For example, the transport platform of the elevator is usually close to the ground, i.e. the transport platform of the elevator is closest to the lowest test platform. In other words, the distance between the test platform on the lower layer and the conveying platform is usually smaller than the distance between the test platform on the upper layer and the conveying platform, and the approach conveying principle mentioned in the present application can be implemented, but not limited to, to satisfy the test platform on the lower layer first and then satisfy the test platform on the upper layer, so that the overall time consumption of the tray to be tested during the conveying process is minimized, so as to maximize the UPH of the testing apparatus.

Preferably, in the step S120: when two or more target layers exist, the material tray to be detected is conveyed from bottom to top nearby.

In addition, after the tray to be tested is transferred to the temporary storage area of the target layer for queuing, the specific position of the idle tester in the target layer needs to be determined so as to control the circulation manipulator of the target layer to transport the chips in the tray to be tested from the temporary storage area to the station (such as a preheating area) corresponding to the idle tester.
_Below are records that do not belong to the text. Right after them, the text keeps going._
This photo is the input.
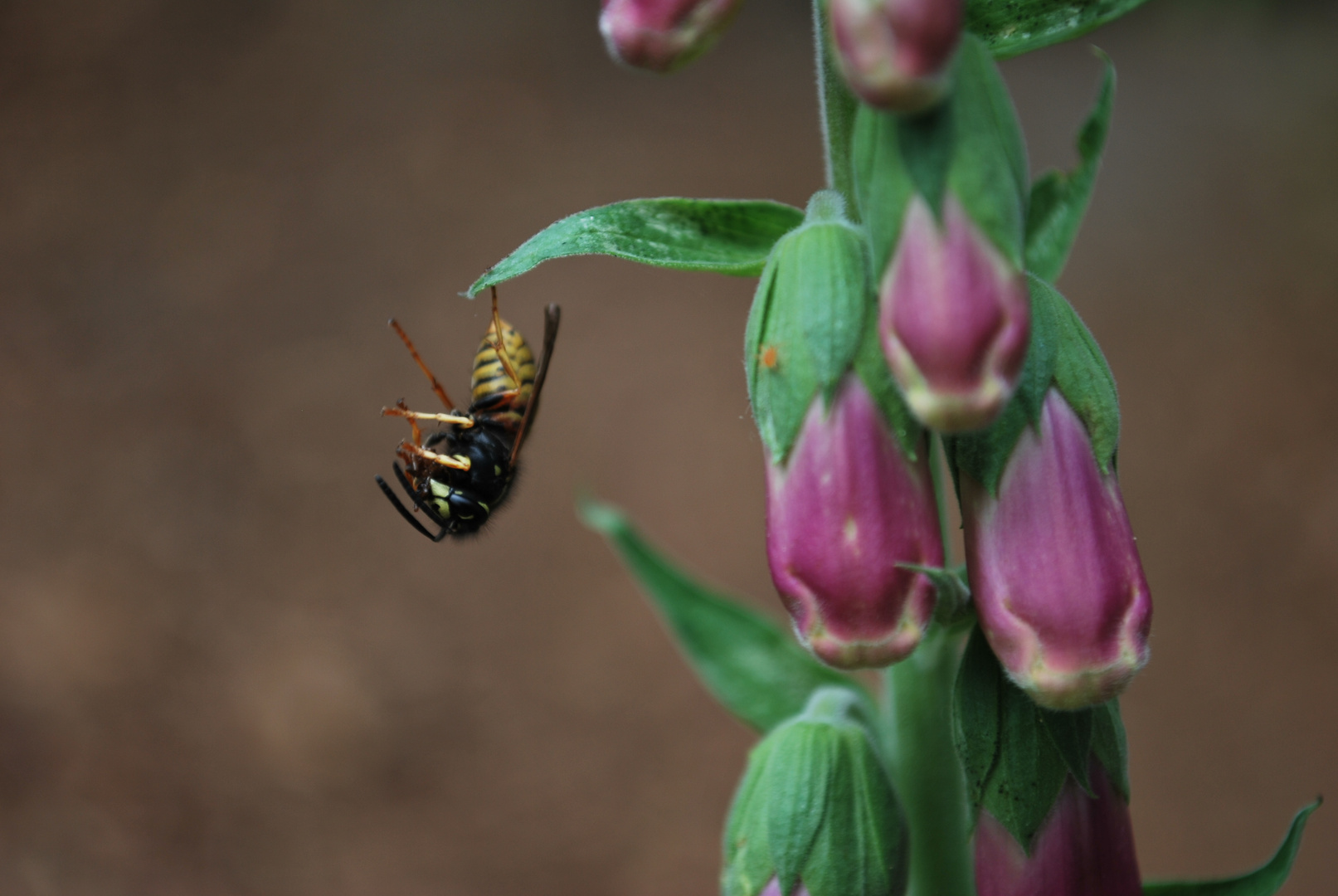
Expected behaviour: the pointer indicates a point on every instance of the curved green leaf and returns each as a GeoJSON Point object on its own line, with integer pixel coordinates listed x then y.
{"type": "Point", "coordinates": [722, 236]}
{"type": "Point", "coordinates": [1014, 27]}
{"type": "Point", "coordinates": [1263, 882]}
{"type": "Point", "coordinates": [1060, 198]}
{"type": "Point", "coordinates": [744, 660]}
It is understood that each layer of inspection platform may include a plurality of preheating zones, and the preheating zones correspond to the first type of tester and the second type of tester one by one, so that before chips are transported to the corresponding tester for testing, the chips are preheated in the corresponding preheating zones, which helps to improve the testing accuracy.

It should be noted that the ratio of the number of the first type of tester and the second type of tester in each layer of test platform is inversely proportional to the ratio of the test speed between the first type of tester and the second type of tester, so as to reduce the standby time of the testers and further improve the productivity. For example, when the testing speed of the second type of tester is three times that of the first type of tester, each inspection platform layer may include three first type of testers and one second type of tester to achieve optimal testing efficiency. It is understood that the test speed mentioned in the present application may be, but is not limited to, the number of chips implemented to complete the test per unit time.
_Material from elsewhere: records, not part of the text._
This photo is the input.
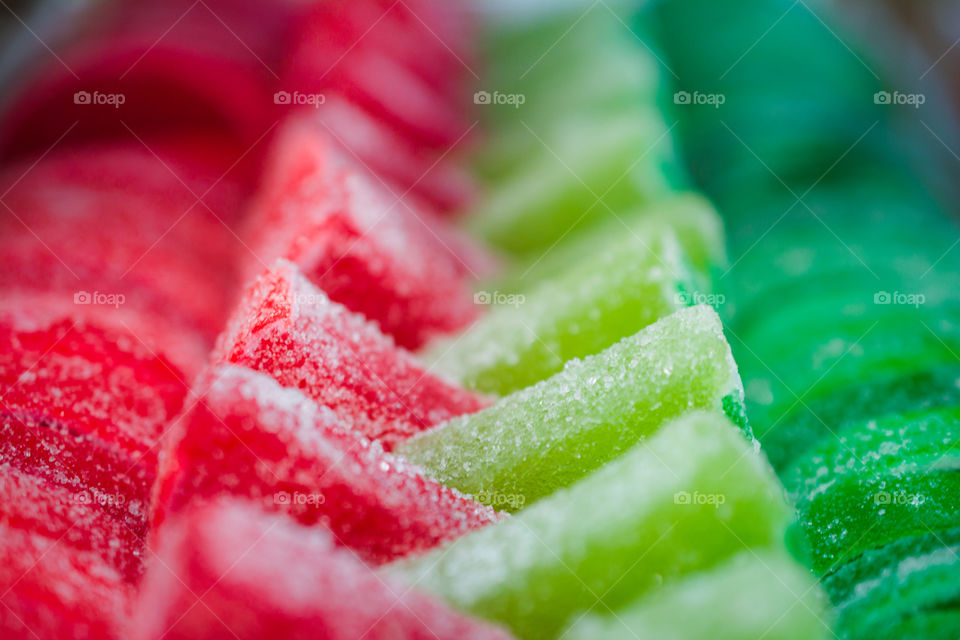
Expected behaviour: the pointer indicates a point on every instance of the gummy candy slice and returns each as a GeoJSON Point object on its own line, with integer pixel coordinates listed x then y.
{"type": "Point", "coordinates": [249, 437]}
{"type": "Point", "coordinates": [52, 590]}
{"type": "Point", "coordinates": [528, 337]}
{"type": "Point", "coordinates": [693, 494]}
{"type": "Point", "coordinates": [544, 437]}
{"type": "Point", "coordinates": [370, 252]}
{"type": "Point", "coordinates": [230, 570]}
{"type": "Point", "coordinates": [896, 471]}
{"type": "Point", "coordinates": [85, 519]}
{"type": "Point", "coordinates": [592, 168]}
{"type": "Point", "coordinates": [761, 594]}
{"type": "Point", "coordinates": [695, 222]}
{"type": "Point", "coordinates": [289, 329]}
{"type": "Point", "coordinates": [906, 589]}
According to the above-mentioned embodiment of the present application, as shown in fig. 3, the step S200 of the feeding method for a multi-layer detection apparatus of the present application may include the steps of:

s210: retrieving the state value of each first type of tester in the target layer, and taking the first type of tester with the state value of zero as the idle tester; and

s220: and controlling the circulation manipulator of the target layer to convey the chips in the material tray to be tested from the temporary storage area to the station corresponding to the idle tester.

It can be understood that after the chip is transported to the preheating zone corresponding to the idle first type testing machine, the preheating zone heats the chip, and then the preheated chip is transported to the idle first type testing machine for the first test.

It is noted that in the chip inspection industry, conventional equipment typically employs a vertically-moving robot to move spatially in conjunction with a row of multiple testers. As is known, the efficiency of two serial actions is far lower than the parallel efficiency, the efficiency of one elevator shuttle making spatial movement is far lower than the parallel efficiency of one elevator and a plurality of circulation manipulators, and one elevator and a plurality of circulation manipulators need a set of optimization method in the judgment process, namely, where to install and carry out sensor detection, which step is judged first, and then which step is judged to influence the complexity of software in programming and hardware installation, so that the optimization of the action process of the related equipment directly influences the efficiency improvement of the equipment. In order to solve the problems, the sensor can be directly installed at the tail end position corresponding to the testing machine, and only the state of the testing machine is judged in the whole feeding process, so that the use of the sensor in the process is reduced as much as possible, the targets judged on a software program are unified, namely the state is judged first, and then the position is searched, and the programming is simpler and more convenient.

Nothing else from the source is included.